Maximum likelihood estimators

STA602 at Duke University

Background: likelihoods

Example: normal likelihood

Let \(X\) be the resting heart rate (RHR) in beats per minute of a student in this class.

Assume RHR is normally distributed with some mean \(\mu\) and standard deviation \(8\).

\[ \textbf{Data-generative model: } X_i \overset{\mathrm{iid}}{\sim} N(\mu, 64) \]

If we observe three student heart rates, {75, 58, 68} then our likelihood \[L(\mu) = f_x(75 |\mu) \cdot f_x(58|\mu) \cdot f_x(68|\mu).\] That is, the joint density function of the observed data, viewed as a function of the parameter.

Important

The likelihood itself is not a density function of the unknown parameter(s). The integral with respect to the parameter does not need to equal 1.

Definition

The likelihood function is the joint density (or mass function) of the data viewed as a function of the unknown parameter(s).

Visualizing the likelihood

\[L(\mu) = f_x(75 |\mu) \cdot f_x(58|\mu) \cdot f_x(68|\mu).\] The maximum likelihood estimate \(\hat{\mu} = \frac{75 + 58 + 68}{3} = 67\).

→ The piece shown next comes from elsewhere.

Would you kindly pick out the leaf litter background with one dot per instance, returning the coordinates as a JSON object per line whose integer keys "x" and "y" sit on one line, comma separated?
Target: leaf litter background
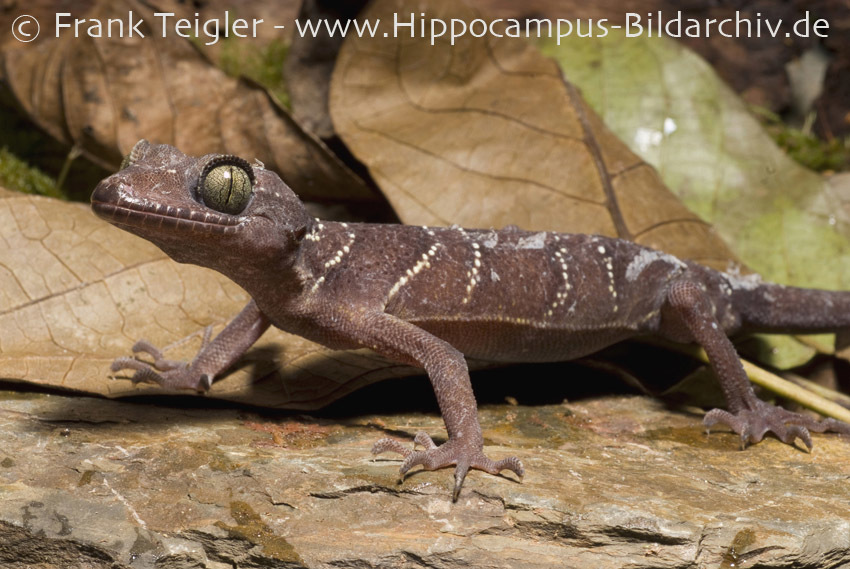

The maximum likelihood estimate is the parameter value that maximizes the likelihood function.

x = c(75, 58, 68)

L = function(mu, x) {
  stopifnot(is.numeric(x))
  n = length(x)
  likelihood = 1
  for(i in 1:n){
    likelihood = likelihood * dnorm(x[i], mean = mu, sd = 8)
  }
  return(likelihood)
}

ggplot() +
  xlim(c(50, 83)) +
  geom_function(fun = L, args = list(x = x)) +
  theme_bw() +
  labs(x = expression(mu), y = "likelihood") + 
  geom_vline(xintercept = 67, color = 'red')

The log-likelihood

Notice how small the y-axis is on the previous slide. What happens to the scale of the likelihood as we add additional data points?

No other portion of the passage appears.